Dear Partner,
Assuming the symantec endpoint has been push down to several serves including AD, Exchange, SQL Server....etc
How do I configure on the EndPoint projectION Manager to exclude those Active Directory and SQL below as an example.
How can this be configure and when you do an exclude, how does the endpoint project know that you are exclude server1(AD) or server4(sql server)? How can this configuraiton be done.
Thanks
Active Directory
Active Directory and related files to exclude
• Main NTDS database files. The location of these files is specified in:
HKLM\System\CurrentControlSet\Services\NTDS\Parameters\DSA Database File
The default location is %systemroot%\ntds.
File to exclude:
• Ntds.dit
• Active Directory transaction log files.

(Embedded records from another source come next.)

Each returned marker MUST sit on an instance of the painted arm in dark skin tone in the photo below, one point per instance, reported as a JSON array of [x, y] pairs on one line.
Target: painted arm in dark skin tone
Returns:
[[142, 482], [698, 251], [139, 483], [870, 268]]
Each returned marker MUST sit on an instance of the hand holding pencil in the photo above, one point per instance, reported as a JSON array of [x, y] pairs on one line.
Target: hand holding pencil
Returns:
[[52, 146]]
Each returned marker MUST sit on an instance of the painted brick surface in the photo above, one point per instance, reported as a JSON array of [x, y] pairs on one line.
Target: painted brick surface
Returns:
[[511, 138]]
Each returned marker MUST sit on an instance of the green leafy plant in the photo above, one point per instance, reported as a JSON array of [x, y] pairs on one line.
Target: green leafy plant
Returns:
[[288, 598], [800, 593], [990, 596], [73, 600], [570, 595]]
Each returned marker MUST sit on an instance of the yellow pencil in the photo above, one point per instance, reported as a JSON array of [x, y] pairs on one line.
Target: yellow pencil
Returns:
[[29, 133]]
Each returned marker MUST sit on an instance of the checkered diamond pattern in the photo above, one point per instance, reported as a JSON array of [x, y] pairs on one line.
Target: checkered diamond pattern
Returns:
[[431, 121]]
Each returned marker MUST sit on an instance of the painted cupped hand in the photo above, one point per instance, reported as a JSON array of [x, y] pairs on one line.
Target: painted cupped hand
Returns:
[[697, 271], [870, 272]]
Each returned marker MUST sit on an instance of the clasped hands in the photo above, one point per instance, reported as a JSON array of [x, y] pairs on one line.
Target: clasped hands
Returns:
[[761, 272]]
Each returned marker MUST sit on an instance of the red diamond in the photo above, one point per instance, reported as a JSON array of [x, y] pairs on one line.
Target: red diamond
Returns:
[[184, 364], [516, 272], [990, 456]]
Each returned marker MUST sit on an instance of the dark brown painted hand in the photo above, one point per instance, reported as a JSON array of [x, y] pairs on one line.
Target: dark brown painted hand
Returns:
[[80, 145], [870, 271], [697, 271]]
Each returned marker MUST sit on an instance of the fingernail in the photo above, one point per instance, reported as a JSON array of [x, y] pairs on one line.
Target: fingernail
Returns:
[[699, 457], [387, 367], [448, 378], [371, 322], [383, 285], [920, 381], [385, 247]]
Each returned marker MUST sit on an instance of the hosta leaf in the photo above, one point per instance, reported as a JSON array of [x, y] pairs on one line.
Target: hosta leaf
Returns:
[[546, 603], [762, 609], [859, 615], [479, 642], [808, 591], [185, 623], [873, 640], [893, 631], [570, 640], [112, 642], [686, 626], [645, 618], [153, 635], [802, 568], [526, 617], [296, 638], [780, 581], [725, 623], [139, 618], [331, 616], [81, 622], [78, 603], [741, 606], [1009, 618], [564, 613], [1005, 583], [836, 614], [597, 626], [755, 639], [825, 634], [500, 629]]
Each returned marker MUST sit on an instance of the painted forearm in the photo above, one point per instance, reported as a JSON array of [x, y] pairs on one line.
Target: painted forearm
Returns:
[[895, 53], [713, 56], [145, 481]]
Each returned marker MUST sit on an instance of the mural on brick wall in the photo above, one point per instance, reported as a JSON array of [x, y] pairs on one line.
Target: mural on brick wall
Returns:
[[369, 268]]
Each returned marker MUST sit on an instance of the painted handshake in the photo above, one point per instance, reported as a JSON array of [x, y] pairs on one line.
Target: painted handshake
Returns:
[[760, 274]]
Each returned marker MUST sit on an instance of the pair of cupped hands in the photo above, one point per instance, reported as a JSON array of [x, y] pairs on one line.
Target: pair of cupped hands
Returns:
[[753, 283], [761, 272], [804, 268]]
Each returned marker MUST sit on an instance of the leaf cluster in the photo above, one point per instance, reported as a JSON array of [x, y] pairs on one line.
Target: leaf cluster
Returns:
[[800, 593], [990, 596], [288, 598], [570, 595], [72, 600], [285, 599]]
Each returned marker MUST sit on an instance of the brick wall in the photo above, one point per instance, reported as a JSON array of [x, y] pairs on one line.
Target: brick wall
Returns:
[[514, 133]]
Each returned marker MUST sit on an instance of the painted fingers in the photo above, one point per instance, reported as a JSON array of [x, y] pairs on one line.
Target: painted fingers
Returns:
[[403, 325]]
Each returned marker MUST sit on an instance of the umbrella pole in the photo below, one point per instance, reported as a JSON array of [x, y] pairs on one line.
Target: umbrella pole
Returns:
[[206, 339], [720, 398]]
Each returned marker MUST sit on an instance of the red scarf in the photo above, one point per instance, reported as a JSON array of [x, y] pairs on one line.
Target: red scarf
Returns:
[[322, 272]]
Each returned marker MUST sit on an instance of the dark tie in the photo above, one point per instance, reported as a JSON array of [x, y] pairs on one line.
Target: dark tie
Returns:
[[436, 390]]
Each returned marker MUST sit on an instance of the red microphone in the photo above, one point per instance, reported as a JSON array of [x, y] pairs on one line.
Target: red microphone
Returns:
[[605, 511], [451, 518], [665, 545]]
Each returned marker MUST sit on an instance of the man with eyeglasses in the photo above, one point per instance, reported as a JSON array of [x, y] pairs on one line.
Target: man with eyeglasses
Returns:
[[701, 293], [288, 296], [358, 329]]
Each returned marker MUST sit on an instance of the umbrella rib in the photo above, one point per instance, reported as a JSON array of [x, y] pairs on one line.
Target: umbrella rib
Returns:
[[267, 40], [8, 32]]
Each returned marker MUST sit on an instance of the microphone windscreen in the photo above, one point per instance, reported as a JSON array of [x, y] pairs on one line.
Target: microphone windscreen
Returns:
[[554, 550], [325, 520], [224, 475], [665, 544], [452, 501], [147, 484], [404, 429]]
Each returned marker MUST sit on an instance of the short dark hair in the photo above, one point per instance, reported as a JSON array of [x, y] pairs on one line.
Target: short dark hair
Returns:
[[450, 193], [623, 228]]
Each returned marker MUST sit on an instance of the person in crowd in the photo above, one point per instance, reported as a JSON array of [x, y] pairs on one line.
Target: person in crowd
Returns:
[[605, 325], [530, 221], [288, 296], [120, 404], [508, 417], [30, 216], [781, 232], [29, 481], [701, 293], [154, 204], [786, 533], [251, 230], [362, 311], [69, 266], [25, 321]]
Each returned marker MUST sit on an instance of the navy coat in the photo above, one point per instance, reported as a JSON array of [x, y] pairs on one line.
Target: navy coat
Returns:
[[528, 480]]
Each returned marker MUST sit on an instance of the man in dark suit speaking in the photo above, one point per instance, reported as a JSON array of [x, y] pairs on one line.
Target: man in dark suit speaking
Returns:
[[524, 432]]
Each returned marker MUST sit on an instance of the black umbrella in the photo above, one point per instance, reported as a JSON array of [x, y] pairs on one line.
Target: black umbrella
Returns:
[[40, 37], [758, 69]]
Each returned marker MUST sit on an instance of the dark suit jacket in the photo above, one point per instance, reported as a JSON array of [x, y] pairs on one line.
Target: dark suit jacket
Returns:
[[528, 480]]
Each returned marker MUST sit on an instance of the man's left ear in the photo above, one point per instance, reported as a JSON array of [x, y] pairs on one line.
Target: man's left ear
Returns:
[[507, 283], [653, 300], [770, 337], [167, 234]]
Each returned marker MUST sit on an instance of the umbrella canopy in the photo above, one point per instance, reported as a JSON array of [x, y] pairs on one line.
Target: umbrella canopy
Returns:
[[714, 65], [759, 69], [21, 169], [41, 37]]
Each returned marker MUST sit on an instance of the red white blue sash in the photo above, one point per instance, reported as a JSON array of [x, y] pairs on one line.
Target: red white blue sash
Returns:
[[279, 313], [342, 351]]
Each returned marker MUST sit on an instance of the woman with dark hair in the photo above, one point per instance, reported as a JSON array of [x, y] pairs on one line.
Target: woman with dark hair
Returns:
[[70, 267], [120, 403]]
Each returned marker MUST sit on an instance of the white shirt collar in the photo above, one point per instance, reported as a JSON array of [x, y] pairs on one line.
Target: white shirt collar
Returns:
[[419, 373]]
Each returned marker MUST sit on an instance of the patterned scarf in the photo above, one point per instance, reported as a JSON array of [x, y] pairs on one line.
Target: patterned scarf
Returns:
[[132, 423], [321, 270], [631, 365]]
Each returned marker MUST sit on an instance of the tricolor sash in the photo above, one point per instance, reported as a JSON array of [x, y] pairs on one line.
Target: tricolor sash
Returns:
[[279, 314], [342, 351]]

The log directory on any given server is specified in:
HKLM\System\CurrentControlSet\Services\NTDS\Parameters\Database Log Files Path
The default location is %systemroot%\ntds.
Files to exclude:
• EDB*.log (Notice the wildcard symbol; there can be several log files.)
• Edbres00001.jrs
• Edbres00001.jrs
• The NTDS Working folder that is specified in:
HKLM\System\CurrentControlSet\Services\NTDS\Parameters\DSA Working Directory
Files to exclude:
• TEMP.edb
• EDB.chk
SYSVOL files to exclude
The list in the following table shows the default locations of files and folders to be excluded or scanned for the SYSVOL directory and subdirectories when you use FRS to replicate SYSVOL.
Important
If you have placed SYSVOL in another location, then exclude the appropriate path for your installation.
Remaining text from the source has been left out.